I have a task where I need to search for sequences in a file. When running the test application, I read the file as a string (File.ReadAllText) and used string.IndexOf to find the sequence. When I tried to implement the same algorithm with bytes (reading a file as a byte array and searching for a byte array in a byte array), I noticed that finding byte [] in byte [] is about 3 times slower than finding a string in a string, I be sure to check it and the exact same code using byte [] and others using a string three times as long to execute - for example, 16 seconds for a byte vs ~ 5 for a string.
To search for byte arrays, I used the methods described here byte [] search for array patterns . To search for strings, I used the built-in IndexOf function of the string class. Here is one of the IndexOf implementations for the byte [] I tried:
public int IndexOf(byte[] source, byte[] pattern, int startpos = 0) { int search_limit = source.Length - pattern.Length; for (int i = startpos; i < search_limit; i++) { if (source[i] == pattern[0]) { bool found = true; for (int j = 1; j < pattern.Length; j++) { if (source[i + j] != pattern[j]) { found = false; break; } } if (found) return i; } } return -1; }
Basically, finding the next match for bytes in bytes in bytes takes three times, while finding the next match for a sequence of characters in a string. My question is WHY?
Does anyone know how .Net processes strings in strings, what kind of optimization does it do, what algorithm does it use? Is there a faster algorithm than the one I use here? Maybe someone has an idea what I'm doing wrong here to take more time than necessary? I really donβt understand how searching a string in a string can be 3 times faster than finding bytes [] in bytes [] ...
UPDATE: I tried an unsafe algorithm as suggested. It was as follows:
public static unsafe long IndexOfFast(byte[] Haystack, byte[] Needle, long startpos = 0) { long i = startpos; fixed (byte* H = Haystack) fixed (byte* N = Needle) { for (byte* hNext = H + startpos, hEnd = H + Haystack.LongLength; hNext < hEnd; i++, hNext++) { bool Found = true; for (byte* hInc = hNext, nInc = N, nEnd = N + Needle.LongLength; Found && nInc < nEnd; Found = *nInc == *hInc, nInc++, hInc++) ; if (Found) return i; } return -1; } } }
strange thing, it actually turned out to be twice as slow!
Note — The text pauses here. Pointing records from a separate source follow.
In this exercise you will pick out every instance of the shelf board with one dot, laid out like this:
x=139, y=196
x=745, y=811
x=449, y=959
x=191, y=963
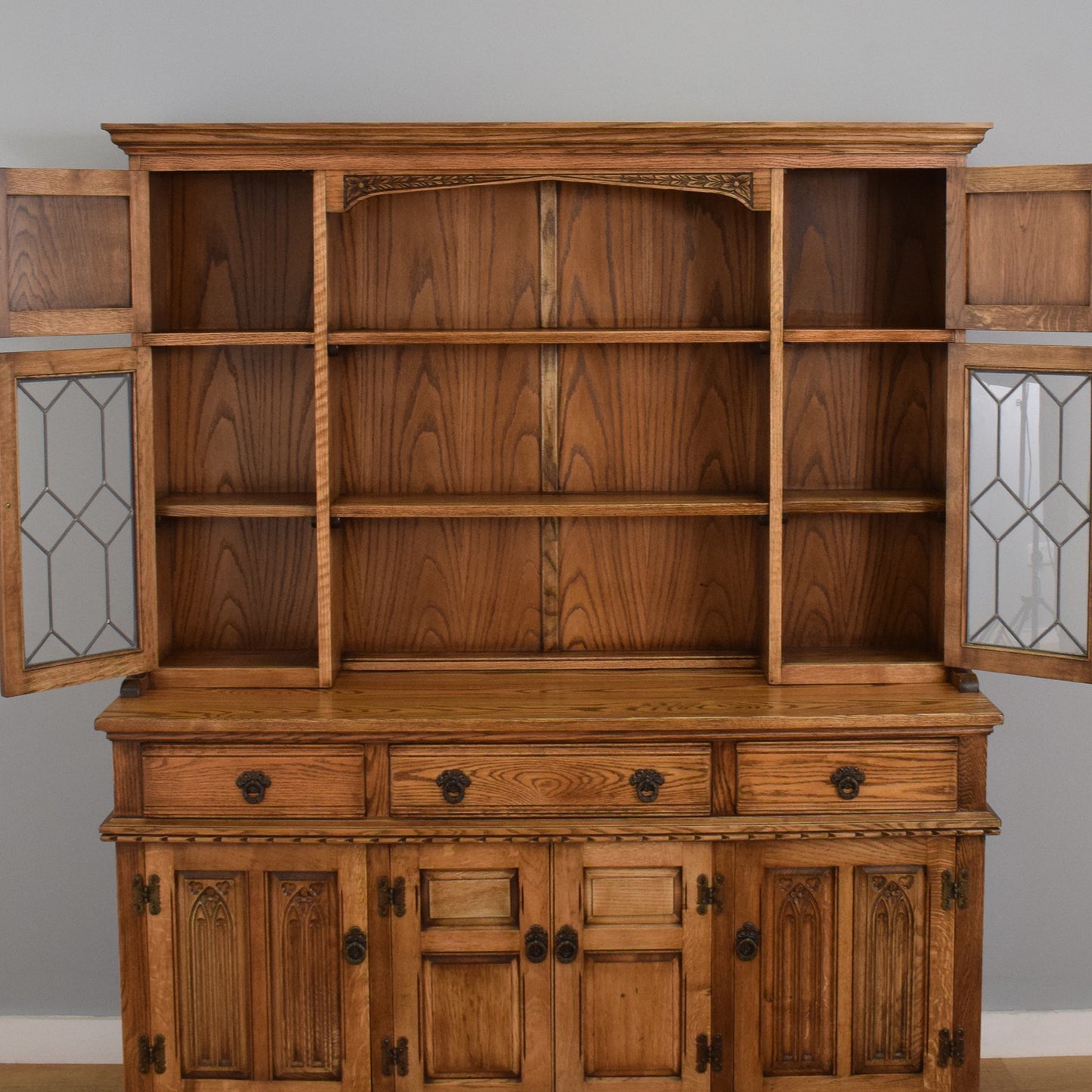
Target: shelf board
x=836, y=334
x=542, y=336
x=862, y=500
x=230, y=338
x=214, y=506
x=531, y=506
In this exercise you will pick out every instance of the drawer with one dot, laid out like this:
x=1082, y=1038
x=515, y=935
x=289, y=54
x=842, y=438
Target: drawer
x=783, y=778
x=552, y=780
x=275, y=781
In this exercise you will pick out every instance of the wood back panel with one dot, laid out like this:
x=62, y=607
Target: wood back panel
x=865, y=416
x=688, y=584
x=232, y=250
x=431, y=419
x=631, y=257
x=237, y=419
x=686, y=419
x=865, y=248
x=864, y=582
x=458, y=258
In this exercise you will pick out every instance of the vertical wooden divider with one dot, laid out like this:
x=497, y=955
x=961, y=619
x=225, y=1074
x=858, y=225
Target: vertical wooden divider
x=549, y=403
x=773, y=649
x=328, y=552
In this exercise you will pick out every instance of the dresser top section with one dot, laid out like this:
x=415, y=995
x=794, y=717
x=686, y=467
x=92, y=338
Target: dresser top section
x=769, y=144
x=534, y=704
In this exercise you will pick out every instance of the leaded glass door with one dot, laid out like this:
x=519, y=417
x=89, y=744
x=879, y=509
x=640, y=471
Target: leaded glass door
x=76, y=517
x=1020, y=493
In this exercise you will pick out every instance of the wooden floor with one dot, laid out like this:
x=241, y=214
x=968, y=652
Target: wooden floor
x=1013, y=1075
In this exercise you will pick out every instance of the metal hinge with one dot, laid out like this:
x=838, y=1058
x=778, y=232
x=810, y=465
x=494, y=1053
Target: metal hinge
x=392, y=897
x=395, y=1060
x=710, y=1054
x=710, y=895
x=950, y=1048
x=954, y=890
x=147, y=895
x=152, y=1054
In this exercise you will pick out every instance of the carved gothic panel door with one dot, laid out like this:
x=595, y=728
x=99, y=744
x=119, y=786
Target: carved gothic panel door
x=255, y=976
x=633, y=973
x=844, y=964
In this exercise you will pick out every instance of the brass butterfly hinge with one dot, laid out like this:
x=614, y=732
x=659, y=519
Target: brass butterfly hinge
x=152, y=1054
x=710, y=1054
x=951, y=1047
x=147, y=895
x=954, y=889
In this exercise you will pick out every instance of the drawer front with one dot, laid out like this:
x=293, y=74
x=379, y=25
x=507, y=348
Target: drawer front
x=854, y=777
x=523, y=781
x=253, y=781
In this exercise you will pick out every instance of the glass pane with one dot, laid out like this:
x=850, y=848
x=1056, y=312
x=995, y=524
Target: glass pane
x=76, y=474
x=1029, y=481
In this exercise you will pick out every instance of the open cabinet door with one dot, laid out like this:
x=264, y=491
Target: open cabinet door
x=76, y=517
x=1020, y=248
x=1018, y=509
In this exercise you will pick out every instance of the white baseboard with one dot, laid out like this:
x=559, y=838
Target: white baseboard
x=1057, y=1035
x=97, y=1041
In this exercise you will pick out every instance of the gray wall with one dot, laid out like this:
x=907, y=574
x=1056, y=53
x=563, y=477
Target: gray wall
x=67, y=67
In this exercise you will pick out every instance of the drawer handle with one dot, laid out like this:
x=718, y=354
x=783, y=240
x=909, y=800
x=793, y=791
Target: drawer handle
x=453, y=784
x=647, y=783
x=537, y=944
x=848, y=780
x=355, y=946
x=253, y=784
x=566, y=945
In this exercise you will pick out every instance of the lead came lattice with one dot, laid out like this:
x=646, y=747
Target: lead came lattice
x=76, y=517
x=1028, y=515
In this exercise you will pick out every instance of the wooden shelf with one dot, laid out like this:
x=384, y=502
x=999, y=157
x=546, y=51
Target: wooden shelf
x=214, y=506
x=862, y=500
x=532, y=506
x=543, y=336
x=230, y=338
x=840, y=334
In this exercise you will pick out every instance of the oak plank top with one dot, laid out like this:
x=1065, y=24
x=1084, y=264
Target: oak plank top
x=529, y=704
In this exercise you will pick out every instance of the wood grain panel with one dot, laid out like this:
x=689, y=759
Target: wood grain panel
x=67, y=252
x=243, y=586
x=865, y=416
x=442, y=586
x=799, y=936
x=181, y=780
x=689, y=584
x=1029, y=248
x=686, y=419
x=456, y=419
x=905, y=777
x=631, y=257
x=305, y=976
x=552, y=781
x=213, y=976
x=232, y=250
x=238, y=419
x=633, y=1016
x=463, y=258
x=890, y=954
x=863, y=581
x=865, y=248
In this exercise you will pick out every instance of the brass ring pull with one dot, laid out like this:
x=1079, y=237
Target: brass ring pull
x=253, y=784
x=848, y=780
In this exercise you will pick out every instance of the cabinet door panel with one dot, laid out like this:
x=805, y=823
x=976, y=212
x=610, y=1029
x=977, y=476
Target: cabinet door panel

I changed it to add my personal setting (checking the first letter before trying to iterate over the needle), and now it looks like this:
public static unsafe long IndexOfFast(byte[] Haystack, byte[] Needle, long startpos = 0) { long i = startpos; fixed (byte* H = Haystack) fixed (byte* N = Needle) { for (byte* hNext = H + startpos, hEnd = H + Haystack.LongLength; hNext < hEnd; i++, hNext++) { if (*hNext == *N) { bool Found = true; for (byte* hInc = hNext+1, nInc = N+1, nEnd = N + Needle.LongLength; Found && nInc < nEnd; Found = *nInc == *hInc, nInc++, hInc++) ; if (Found) return i; } } return -1; } }
Now it takes exactly the same amount of time to execute in safe mode. My question is again - any ideas why? Isnβt it faster because it is unsafe and works with pointers compared to safe ones?